# Statistics Canada Analysis

## Summary

1-2 sentences description of analysis

## Introduction

Intro 

- Background info relating to the topic 
- Narrowing down of variables will be justified here
- Will use 3 references: Definitions of certain term(s), background info or inspiration for the study, narrowing down of variables due to prior research (hopefully from a peer reviewed article).

## Research Question

- How do family size and the major income earner in a family influence familial investment income

Predicting the economic family's investment income (EFINVA), based on the economic family's major earner (EFMJIE) and its size (EFSIZE)

## Dataset Description

Canadian Income Survey (CIS) is a cross-sectional survey sponsored both by the Government of Canada and Statistics Canada. The purpose of this survey is to collect information from all citizens and household within Canada, however around 2% of the residing on the reserve, aboriginal settlements or extremely remote areas with extremely small populations is not included in this survey. This survey collect the data from several different characteristics including labour market activity, school attendance, disability, support payments, child care expenses, inter-household transfers. This dataset also combine some information from the Labour Force Survey(LFS), such as the information about the education level ogeography information. This data set is available to all of the organization, different level of the government, and individuals. Different government could use this dataset to make ner economic well policies to all canadian.

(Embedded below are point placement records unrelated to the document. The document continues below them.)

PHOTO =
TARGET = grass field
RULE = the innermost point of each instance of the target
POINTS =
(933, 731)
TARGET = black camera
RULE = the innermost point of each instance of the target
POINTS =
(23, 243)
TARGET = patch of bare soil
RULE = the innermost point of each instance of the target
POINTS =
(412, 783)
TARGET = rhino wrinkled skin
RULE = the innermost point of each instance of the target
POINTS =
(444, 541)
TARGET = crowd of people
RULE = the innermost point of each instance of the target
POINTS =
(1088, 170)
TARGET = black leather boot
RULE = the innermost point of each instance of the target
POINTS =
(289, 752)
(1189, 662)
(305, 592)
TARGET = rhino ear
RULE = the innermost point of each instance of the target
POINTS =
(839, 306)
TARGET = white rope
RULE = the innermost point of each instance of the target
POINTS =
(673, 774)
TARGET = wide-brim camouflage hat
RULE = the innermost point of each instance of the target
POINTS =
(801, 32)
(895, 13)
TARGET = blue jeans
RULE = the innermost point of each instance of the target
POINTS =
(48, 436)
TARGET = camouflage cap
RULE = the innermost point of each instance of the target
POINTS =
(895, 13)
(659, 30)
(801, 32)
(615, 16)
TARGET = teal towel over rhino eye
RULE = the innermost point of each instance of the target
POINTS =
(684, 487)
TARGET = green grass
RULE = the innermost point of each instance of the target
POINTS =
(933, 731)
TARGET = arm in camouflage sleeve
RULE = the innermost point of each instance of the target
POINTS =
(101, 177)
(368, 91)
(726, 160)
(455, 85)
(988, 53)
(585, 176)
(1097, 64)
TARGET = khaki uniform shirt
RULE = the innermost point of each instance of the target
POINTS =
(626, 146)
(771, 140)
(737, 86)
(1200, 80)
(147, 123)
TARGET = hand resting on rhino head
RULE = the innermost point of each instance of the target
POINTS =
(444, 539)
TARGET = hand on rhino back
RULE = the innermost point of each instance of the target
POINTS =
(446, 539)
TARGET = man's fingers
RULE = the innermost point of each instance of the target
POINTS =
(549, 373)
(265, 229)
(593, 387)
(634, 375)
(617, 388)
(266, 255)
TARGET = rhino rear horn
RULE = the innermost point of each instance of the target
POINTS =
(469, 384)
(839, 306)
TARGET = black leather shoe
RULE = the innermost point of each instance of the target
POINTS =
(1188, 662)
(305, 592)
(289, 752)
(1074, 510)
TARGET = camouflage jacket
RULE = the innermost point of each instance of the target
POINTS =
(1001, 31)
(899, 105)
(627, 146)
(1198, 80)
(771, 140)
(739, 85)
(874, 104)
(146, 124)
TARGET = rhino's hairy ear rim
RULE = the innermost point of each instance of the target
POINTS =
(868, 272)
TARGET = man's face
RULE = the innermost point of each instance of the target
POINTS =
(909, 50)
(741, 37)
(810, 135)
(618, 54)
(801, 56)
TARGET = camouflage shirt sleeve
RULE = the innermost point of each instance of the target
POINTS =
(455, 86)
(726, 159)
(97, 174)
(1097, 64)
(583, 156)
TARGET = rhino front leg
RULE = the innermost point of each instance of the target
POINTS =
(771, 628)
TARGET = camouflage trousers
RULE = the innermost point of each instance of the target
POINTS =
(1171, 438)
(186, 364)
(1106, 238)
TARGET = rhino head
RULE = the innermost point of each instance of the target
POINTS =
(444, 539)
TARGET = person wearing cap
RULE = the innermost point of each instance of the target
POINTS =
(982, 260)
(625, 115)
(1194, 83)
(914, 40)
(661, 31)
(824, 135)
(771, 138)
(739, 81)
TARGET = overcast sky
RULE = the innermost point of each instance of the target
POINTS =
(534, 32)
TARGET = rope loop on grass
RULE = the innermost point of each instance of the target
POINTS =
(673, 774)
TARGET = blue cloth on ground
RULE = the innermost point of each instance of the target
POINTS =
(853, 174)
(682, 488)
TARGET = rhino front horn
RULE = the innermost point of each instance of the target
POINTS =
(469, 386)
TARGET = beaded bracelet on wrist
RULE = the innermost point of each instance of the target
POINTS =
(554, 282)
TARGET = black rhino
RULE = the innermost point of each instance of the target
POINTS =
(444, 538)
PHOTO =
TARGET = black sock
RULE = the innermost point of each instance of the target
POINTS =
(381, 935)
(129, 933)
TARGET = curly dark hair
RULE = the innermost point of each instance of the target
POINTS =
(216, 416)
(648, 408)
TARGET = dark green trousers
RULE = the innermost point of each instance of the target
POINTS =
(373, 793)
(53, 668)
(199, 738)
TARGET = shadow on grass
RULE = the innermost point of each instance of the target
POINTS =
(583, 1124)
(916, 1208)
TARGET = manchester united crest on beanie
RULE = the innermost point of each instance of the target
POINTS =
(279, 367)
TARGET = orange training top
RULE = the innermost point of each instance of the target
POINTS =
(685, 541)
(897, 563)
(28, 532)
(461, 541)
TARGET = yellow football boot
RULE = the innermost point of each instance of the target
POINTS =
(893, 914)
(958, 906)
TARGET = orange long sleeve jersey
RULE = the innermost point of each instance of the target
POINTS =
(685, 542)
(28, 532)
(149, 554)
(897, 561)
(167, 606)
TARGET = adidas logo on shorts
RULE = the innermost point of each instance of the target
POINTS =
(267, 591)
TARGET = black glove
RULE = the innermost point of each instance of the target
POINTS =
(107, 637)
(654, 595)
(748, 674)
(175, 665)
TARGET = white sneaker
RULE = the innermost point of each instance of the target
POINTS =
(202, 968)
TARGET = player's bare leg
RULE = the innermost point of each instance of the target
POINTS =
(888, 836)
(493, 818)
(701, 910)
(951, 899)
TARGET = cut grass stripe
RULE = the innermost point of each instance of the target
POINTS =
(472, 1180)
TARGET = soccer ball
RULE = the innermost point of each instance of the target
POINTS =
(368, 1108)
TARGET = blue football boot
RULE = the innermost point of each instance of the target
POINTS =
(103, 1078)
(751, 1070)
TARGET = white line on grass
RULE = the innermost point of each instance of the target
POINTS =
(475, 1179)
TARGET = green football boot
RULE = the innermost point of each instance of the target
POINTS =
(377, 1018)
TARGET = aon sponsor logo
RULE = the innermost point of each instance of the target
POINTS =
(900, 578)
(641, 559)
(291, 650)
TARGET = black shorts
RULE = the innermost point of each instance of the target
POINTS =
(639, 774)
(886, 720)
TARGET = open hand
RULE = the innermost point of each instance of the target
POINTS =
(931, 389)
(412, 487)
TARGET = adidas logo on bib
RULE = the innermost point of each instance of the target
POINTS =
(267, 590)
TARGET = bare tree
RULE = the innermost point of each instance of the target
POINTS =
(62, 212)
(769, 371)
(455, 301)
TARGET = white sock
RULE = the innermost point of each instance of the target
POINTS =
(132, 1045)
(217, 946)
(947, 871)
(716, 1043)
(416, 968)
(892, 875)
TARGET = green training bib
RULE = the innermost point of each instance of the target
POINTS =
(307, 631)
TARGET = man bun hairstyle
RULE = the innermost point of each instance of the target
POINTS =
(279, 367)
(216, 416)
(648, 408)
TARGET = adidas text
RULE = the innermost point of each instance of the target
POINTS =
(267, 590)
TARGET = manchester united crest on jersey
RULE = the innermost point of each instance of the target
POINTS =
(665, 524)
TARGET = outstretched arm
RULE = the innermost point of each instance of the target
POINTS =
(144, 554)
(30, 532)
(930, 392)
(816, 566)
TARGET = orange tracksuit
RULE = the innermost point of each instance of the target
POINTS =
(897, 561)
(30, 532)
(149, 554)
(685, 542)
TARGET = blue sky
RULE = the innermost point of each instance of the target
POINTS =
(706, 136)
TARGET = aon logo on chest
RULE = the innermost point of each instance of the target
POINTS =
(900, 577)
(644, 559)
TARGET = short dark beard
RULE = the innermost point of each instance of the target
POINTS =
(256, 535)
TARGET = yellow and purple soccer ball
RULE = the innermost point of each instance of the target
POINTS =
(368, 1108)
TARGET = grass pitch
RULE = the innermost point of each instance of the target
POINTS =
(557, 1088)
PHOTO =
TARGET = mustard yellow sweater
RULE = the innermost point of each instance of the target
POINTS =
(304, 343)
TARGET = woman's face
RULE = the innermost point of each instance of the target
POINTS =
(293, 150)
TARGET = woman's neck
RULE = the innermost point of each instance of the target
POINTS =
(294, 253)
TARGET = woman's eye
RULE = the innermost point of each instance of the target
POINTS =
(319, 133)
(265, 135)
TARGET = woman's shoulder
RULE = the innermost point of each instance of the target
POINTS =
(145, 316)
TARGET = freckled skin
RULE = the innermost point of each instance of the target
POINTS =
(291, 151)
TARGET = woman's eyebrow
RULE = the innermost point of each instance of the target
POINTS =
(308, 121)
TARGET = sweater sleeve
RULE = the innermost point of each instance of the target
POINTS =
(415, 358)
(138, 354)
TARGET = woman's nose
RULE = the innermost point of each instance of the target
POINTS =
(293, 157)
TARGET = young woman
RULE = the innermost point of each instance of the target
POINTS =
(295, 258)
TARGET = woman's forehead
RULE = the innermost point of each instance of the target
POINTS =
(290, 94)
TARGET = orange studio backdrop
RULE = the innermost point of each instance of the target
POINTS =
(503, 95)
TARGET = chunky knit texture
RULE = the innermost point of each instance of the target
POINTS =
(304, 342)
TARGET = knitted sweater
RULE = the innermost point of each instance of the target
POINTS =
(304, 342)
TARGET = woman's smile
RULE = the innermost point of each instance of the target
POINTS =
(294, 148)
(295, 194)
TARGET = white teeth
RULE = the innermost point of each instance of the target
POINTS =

#### Description of Relevent Variables

## Methods and Results

### Description of Methods

- The dataset was loaded, and the features of interest were identified to subset the data into columns containing only these features.
- The data was cleaned and wrangled according to results of EDA as well as information provided through the dataset description. 
- EDA was done to identify the distributions among the variables of interest and their correlations to each other.
- The data was split into a training set and a testing set using a 75/25 split since there was an abundant amount of observations.
- Within each split, the data was split into the features and the target variables. The features were "EPSIZE" (family size) and "EFMJIE" (major income earner in family), and the target was "EFINVA" (family investment income)
- Preprocessing was applied on the features of the training set to transform the categorical features "EFSIZE" (family size) and "EFMJIE" (major income earner in family) into numerical features. This was done using ordinal encoding for family size, and binary one hot encoding for the major income earner feature
- A linear regression pipeline using the Ridge model from sci-kit learn was applied using a 10 fold cross-validation score to obtain a mean training score
- The above was repeated for KNN regression
- The models were compared to identify the better 

# Preliminary Analysis

#### Loading the Data

In [None]:
# Importing the appropriate packages
import numpy as np
import pandas as pd
import sklearn as sk
from sklearn.pipeline import Pipeline, make_pipeline
from sklearn.preprocessing import StandardScaler, OneHotEncoder,OrdinalEncoder
from sklearn.compose import ColumnTransformer, make_column_transformer
from sklearn.model_selection import train_test_split
from sklearn.model_selection import RandomizedSearchCV, cross_validate
from sklearn.linear_model import Ridge, RidgeCV
import seaborn as sns
import matplotlib.pyplot as plt
# import os

In [None]:
# Importing the appropriate packages
import pandas as pd
import sklearn as sk
from sklearn.pipeline import Pipeline, make_pipeline
from sklearn.preprocessing import StandardScaler
import seaborn as sns
import matplotlib.pyplot as plt
# import os

In [None]:
# Loading the data
data = pd.read_csv('data/CIS-72M0003-E-2017-Annual/CIS-72M0003-E-2017-Annual_F1.csv')
data.head()

# Cleaning and Wrangling

**The data is reduced to some specific features and targets of interest before EDA as it is difficult to analyze 194 features.**

In [None]:
reduced_data = data[['EFSIZE', 'USHRWK', 'ATINC', 'HLEV2G', 'EFINVA', 'EFMJIE', 'EFATINC', 'EFMJSI']]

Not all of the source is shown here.